Lübeck Schnelle Aale, flotter Barsch

Top-Bedingungen beim Langstreckenschwimmen des Tri-Sport Lübeck – Hamburger Dauerkrauler feiert beim 21. Wakenitzman fünften Sieg mit neuem persönlichen Rekord.

Los geht’s: Die Einzelschwimmer hatten 14 nasse Wakenitz-Kilometer vor sich, die Zweier- und Viererstaffeln konnten sich die Kraulerei aufteilen.

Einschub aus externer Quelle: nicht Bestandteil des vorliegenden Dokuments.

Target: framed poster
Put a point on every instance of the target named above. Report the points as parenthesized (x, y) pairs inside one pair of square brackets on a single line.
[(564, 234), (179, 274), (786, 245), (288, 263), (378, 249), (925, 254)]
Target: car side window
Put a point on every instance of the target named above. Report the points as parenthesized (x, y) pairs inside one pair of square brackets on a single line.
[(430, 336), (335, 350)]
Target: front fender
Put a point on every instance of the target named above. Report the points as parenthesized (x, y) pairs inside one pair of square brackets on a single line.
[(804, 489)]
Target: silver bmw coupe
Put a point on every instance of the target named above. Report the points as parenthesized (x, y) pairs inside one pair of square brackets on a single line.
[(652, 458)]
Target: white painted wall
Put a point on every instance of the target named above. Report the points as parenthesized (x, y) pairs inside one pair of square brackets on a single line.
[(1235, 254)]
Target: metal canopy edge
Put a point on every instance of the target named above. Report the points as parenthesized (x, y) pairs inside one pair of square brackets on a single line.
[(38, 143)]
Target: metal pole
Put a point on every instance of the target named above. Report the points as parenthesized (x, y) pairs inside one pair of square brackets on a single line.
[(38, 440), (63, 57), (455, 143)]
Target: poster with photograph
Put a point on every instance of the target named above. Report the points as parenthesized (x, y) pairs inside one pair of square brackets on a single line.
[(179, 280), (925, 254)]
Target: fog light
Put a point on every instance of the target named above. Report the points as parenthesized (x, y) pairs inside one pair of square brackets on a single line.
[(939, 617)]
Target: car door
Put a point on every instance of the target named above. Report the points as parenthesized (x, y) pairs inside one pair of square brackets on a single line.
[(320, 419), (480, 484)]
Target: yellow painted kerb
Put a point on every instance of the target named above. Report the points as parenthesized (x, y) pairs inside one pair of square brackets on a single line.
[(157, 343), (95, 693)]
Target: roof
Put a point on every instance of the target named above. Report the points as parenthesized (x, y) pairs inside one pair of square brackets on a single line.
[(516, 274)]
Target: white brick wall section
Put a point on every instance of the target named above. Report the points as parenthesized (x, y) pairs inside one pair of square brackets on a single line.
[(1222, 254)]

Lübeck. Etliches war anders beim traditionellen Langstreckenschwimmen von Rothenhusen zum Naturbad Falkenwiese: kein Piero, der lässig mit einer Tasse Kaffee vom Fährhaus aus den Start verfolgte, kein Signal aus der alten Bootshupe und keine Wasserschutzpolizei, die vor dem Schwimmerfeld vorneweg tuckerte. Nur eins war wie immer: Der „flotte Barsch“ war wie schon in den drei Vorjahren unschlagbar. Sebastian Barsch siegte nach 14 Kilometern souverän mit neuer persönlicher Bestzeit von 2:51:34 Stunden und hielt die Konkurrenz abermals auf Distanz.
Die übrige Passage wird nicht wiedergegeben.